Макинтайра я слушал вполуха, завороженный мрачным нарастанием, падением и игрой скрипок. Звуки тоски или, по крайней мере, глубокой меланхолии, совершенно беспрепятственно пересекали пространство и время, сражая меня наповал. На глаза навернулись слезы, руки стали до странного горячими – ощущение было и волнующим, и пугающим. Могу уподобить его только пониманию, что выпито слишком много, что собственное тело не слушается, что впоследствии придется туго, но сейчас это неважно.
Когда музыка зазвучала бодрее и куда веселее, не вызывая особо сильных чувств, я спросил Макинтайра, что такое думка.
Макинтайр объяснил, как мог. Он сказал, что «думка» в переводе с украинского означает «размышление», а еще это длинная народная баллада, по настроению печальная или трагическая. Новаторы вроде Дворжака раскапывали музыкальные традиции и гармонии сельской бедноты, затем переплавляли и перестраивали их в современные композиции. Без неотесанных, неприкрашенных выражений простонародья, по выражению Макинтайра, господа композиторы в строгих костюмах понимали бы человеческую душу плохо или не понимали бы вообще.

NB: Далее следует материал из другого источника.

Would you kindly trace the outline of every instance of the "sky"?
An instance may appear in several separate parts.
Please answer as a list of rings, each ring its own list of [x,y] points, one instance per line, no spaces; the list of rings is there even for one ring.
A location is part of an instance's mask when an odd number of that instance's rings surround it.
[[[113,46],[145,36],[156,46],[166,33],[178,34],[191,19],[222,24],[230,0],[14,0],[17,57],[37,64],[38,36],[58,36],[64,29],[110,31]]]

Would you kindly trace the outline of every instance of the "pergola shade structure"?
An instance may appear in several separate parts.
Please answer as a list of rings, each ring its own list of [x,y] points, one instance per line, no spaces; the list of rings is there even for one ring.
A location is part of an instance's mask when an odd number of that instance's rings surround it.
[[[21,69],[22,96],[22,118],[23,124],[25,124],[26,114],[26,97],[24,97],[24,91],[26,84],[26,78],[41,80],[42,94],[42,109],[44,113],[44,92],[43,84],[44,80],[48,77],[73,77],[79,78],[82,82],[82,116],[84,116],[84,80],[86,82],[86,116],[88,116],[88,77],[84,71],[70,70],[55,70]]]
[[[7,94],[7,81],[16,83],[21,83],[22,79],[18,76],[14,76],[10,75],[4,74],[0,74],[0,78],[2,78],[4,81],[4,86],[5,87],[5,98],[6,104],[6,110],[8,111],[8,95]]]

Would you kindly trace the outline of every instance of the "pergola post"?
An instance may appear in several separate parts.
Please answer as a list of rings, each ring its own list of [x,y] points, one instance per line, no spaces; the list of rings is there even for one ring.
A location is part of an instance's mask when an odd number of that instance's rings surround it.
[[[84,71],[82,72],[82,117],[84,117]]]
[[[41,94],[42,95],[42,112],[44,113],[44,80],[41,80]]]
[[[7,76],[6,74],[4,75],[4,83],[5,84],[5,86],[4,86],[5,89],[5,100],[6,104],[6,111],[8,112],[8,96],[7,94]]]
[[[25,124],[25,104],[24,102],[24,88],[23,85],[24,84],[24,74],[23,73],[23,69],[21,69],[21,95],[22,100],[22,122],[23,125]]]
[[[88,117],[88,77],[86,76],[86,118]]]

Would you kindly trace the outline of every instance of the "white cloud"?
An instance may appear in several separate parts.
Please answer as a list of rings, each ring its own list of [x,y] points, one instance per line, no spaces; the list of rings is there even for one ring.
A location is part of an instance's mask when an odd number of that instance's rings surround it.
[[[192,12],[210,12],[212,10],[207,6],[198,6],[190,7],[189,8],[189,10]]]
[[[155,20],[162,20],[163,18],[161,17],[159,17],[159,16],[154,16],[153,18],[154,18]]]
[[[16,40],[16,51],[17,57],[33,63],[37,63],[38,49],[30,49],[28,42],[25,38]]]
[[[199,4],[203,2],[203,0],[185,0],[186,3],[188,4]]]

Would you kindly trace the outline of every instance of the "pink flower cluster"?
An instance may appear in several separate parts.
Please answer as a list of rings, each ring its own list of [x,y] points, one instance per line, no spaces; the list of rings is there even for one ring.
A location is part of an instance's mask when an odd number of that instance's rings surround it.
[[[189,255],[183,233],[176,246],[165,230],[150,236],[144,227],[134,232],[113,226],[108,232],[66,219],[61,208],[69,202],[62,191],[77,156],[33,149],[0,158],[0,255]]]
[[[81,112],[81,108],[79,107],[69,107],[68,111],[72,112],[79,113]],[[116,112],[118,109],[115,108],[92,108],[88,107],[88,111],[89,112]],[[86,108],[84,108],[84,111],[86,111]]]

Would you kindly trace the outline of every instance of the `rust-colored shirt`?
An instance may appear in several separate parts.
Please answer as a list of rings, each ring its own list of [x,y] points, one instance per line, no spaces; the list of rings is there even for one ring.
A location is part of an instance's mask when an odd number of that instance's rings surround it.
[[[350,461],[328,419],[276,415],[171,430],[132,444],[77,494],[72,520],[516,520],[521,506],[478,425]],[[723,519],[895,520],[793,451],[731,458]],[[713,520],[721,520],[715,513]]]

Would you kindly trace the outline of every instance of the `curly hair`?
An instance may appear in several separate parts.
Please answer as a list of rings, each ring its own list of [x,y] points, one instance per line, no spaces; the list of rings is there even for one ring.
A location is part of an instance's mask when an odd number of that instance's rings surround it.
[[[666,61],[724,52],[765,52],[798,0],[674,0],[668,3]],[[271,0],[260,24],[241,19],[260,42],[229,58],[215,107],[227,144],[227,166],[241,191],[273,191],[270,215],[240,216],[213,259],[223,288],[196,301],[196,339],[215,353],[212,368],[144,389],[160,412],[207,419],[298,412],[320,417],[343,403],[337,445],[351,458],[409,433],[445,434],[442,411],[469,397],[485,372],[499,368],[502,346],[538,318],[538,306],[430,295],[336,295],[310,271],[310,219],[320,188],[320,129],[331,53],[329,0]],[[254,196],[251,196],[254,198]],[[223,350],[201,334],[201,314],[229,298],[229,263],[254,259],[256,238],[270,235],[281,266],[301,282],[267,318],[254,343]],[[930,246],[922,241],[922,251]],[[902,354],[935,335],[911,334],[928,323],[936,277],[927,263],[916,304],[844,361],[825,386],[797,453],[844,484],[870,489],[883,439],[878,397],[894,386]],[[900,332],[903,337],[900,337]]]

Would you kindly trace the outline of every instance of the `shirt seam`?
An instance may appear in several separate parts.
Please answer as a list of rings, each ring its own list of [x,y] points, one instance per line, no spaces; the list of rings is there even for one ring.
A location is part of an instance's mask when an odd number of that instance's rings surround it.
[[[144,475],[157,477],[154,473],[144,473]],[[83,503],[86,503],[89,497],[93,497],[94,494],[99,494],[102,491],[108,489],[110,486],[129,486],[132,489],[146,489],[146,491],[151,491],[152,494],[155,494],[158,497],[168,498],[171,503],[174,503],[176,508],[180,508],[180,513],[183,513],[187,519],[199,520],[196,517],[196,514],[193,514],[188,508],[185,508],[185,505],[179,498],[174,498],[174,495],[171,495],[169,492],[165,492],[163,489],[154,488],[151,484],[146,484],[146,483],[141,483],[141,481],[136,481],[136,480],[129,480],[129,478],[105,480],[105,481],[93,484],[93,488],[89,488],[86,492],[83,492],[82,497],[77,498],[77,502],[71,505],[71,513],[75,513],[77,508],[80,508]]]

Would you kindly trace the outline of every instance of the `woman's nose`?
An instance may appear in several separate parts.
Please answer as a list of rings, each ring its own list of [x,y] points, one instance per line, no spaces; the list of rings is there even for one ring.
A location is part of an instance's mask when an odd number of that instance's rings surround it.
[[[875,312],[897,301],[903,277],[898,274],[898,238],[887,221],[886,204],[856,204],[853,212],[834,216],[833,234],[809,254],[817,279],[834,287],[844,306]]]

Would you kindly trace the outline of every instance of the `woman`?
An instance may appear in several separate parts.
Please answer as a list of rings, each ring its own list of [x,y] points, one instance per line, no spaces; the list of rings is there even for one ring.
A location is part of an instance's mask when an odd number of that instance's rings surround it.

Но в этом и заключался гений Дворжака – правду и горечь человеческого существования он перевел на язык, понятный каждому.
Согласен я с такой позицией или нет, я не знал. Пожалуй, я предпочел бы услышать думку в исполнении крестьянина-скрипача, который сидел бы у костра в перепачканных навозом сапогах, уставшего от работы, раздавленного жестокими превратностями судьбы, но остро чувствующего или отчаянно желающего почувствовать краткие, редкие, неоспоримые радости, то и дело озаряющие его недолгую тяжелую жизнь. Но вслух я об этом не сказал. В конце концов, душу мне разбередил Дворжак, а не крестьянин.
– Чарльз, можно снова послушать эту часть?